When designing over-the-air (OTA) testing approaches, channel modeling concepts are applied in order to insure that the received signal is representative of the desired test condition. Modern radio systems use different technologies including spread spectrum techniques such as wide-band code division multiple access (WCDMA), and orthogonal frequency division multiple access (OFDMA). These two technologies are significantly different in the way they process the received signal, leading to differences in how the RF channel is modeled. This impacts the design of an OTA test.
For wide band radio systems, the multi-path radio channel can be modeled as a series of delayed copies of the signal.

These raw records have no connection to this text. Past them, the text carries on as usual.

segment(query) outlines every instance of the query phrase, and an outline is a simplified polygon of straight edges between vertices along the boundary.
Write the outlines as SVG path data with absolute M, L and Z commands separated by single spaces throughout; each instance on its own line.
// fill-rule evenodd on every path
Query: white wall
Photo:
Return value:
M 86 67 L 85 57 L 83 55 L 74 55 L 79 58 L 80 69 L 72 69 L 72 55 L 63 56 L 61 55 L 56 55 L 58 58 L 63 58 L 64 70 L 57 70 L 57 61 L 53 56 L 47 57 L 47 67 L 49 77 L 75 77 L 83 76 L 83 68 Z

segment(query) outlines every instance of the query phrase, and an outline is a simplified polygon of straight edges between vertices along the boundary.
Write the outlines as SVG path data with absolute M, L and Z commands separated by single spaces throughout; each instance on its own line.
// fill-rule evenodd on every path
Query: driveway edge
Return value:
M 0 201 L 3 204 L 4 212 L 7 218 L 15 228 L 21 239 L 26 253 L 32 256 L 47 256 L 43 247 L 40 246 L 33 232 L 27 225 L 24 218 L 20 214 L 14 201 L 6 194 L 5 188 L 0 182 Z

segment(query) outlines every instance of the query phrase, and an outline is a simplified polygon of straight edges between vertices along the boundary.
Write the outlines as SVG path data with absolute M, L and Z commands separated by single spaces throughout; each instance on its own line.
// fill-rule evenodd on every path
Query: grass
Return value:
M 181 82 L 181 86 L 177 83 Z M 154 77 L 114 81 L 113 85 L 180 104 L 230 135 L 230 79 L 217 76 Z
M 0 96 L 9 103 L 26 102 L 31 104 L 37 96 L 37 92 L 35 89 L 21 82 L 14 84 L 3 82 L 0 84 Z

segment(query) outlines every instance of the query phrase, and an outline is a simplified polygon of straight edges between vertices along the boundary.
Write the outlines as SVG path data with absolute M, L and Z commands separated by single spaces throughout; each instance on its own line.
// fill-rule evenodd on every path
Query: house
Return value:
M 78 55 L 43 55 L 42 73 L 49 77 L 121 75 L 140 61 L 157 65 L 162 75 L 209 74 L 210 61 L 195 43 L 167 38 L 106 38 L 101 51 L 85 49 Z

For spread spectrum systems, such as WCDMA, each delayed copy of the signal that is resolvable within the radio bandwidth is called a path, and is typically characterized by a narrow angle spread. Each path is detected and may be processed or combined in a manner determined by the design of the receiver. Thus for this type of air interface, the paths are carefully specified to allow multiple antenna processing to be correctly emulated.
Use of predefined channel models can be used to define an OTA test. Recorded signals obtained from channel measurements can also be used in a play-back fashion to generate test signals.
Generating the test signals for an over-the-air test is complex. There are multiple paths. Each path must be constructed to produce the proper angle of arrival and angle spread in order to produce the proper correlation between antennas at the device-under-test. Thus, many individual transmit elements (also referred to as probes herein) would typically be required to be located in a variety of positions within an anechoic chamber to produce an adequate test signal. Having many probes is costly and complex to implement. Furthermore, having many probes will degrade the characteristics of the chamber due to additional reflections that may be produced.
Therefore, it is desirable to provide techniques for emulating real world conditions of a radio frequency signal reaching a device-under-test.